I read somewhere that Lemmy.ml has basically maxed out its VPS with its provider, so they’re stuck for the time being, whereas Lemmy.world actually just upgraded its server hardware. Hoping they’ll migrate to a beefier server soon.

Matt@netmonkey.tech · 1 year ago

Yup, I’ve read something similar. Hopefully they’re able to get things sorted out soon!

HTTP_404_NotFound@lemmyonline.com · 1 year ago

Beehaw has been my bigger problem child.

However, tonight it’s smooth as butter. Things are syncing, I’m getting alerts.

Could be due to some of the maintenance I did earlier too.

Matt@netmonkey.tech · 1 year ago

I’ve not personally noticed any federation issues with Beehaw on my instance. Glad to hear things are better tonight.

a253040@midwest.social · 1 year ago

IIRC, I’ve read comments elsewhere that pictrs caches for 6 months, but I can’t independently verify. I hope this gets a broader answer because I’m still on the fence about getting an instance set up for myself and some small communities.

rs5th@lemmy.scottlabs.io · 1 year ago

I believe the activity table in Postgres is retained for 6 months (although I’m purging mine daily) and the pict-rs cache is 168 hours (1 week).

a253040@midwest.social · 1 year ago

I knew I read something was kept for 6 months ;)

Glad to see that even here, the best way to get the right answer on the internet is to provide a wrong one.

idle@158436977.xyz · 1 year ago

Only 1 week? That should be fine. Thanks!

Jamie@jamie.moe · 1 year ago

I was starting to sweat a little because my instance, that only I use, already has 600MB of pictures after less than 24 hours. The server has more than enough space, but I still wouldn’t like it. A week is far more swallow-able.

cwagner@discuss.tchncs.de · edit-2 1 year ago

deleted by creator

Quindius@lemmy.world · 1 year ago

How do you purge daily? Also, does that delete any post history or anything in a similar vein?

rs5th@lemmy.scottlabs.io · 1 year ago

I’m running the following SQL, although I’m not actually sure it’s as necessary since 0.18.3. It doesn’t delete any post history or anything.

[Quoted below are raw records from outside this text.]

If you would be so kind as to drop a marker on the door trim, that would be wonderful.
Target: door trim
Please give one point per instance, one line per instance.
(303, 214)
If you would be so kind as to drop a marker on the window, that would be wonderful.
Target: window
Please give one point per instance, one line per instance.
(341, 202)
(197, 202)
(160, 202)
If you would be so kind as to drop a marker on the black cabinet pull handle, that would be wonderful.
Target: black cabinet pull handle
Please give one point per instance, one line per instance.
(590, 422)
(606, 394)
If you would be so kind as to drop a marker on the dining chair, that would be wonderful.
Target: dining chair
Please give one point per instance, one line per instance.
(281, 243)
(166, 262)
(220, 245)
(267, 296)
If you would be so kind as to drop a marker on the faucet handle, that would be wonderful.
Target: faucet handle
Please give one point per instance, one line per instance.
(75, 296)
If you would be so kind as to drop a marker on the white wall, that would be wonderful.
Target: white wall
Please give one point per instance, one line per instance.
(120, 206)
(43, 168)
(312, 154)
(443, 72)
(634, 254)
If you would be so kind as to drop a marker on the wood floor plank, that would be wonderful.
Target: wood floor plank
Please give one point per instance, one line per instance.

DELETE FROM activity WHERE published &lt; NOW() - INTERVAL '1 day';

nii236@lemmy.jtmn.dev · 1 year ago

Related note, pictrs is super cool. Its like an OSS imgur backend, but no one really talks much about it or its potential.

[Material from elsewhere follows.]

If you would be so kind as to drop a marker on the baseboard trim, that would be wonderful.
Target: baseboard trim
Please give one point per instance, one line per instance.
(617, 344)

nephs@lemmygrad.ml · 1 year ago

It would probably be worth it to have that period be configurable by instance admins…

rs5th@lemmy.scottlabs.io · 1 year ago

I think it’s configurable inside pict-rs’s configuration file. I haven’t messed with it though. I’m also not sure if pict-rs has an API that lemmy can use to configure that.

jon@lemmy.tf · 1 year ago

I’m just letting mine do whatever it wants, got plenty of local storage. If/when I have storage issues I’ll add an s3 bucket, pretty easy to modify the entrypoint for pictrs to pass s3 connection info in the docker-compose deployment.

fox@lemmy.fakecake.org · 1 year ago

S3 support is a good thing, thanks for mentioning it.

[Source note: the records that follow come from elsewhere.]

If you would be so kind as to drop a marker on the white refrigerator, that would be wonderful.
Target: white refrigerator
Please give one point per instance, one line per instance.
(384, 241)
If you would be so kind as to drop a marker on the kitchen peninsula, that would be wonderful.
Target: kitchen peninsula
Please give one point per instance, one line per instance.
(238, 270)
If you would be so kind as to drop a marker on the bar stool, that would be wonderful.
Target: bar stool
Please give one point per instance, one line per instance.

poVoq@slrpnk.net · edit-2 1 year ago

Remote images are not cached or proxied right now as far as I know. Edit: seems I was wrong and there is some image caching happening. For sure for the small image thumbnails, but also sometimes for other pictures, but it seems very inconsistent.

Your growning pictrs directory might be also due to the extremely verbose default logging that Pictrs (and the Lemmy backend too btw) uses.

idle@158436977.xyz · 1 year ago

When I look in the directories, it’s 100s of images that are definitely from posts. Maybe it only caches the images I clicked on?

poVoq@slrpnk.net · 1 year ago

No, I was wrong and caching is happeing somehow, but not always. I think there might be a strict time-out or something like that for pict-rs trying to cache the images, which is why most images do not get cached in my experience.

idle@158436977.xyz · 1 year ago

In any case, a weeks retention is fine by me. I have a couple hundred gigs available, so long as it’s getting cleaned up at some point it’s not a problem for me.

arkcom@kbin.social · 1 year ago

I though instances only cached the text of submissions? I could see that ballooning to be insane pretty quick if the fediverse really takes off.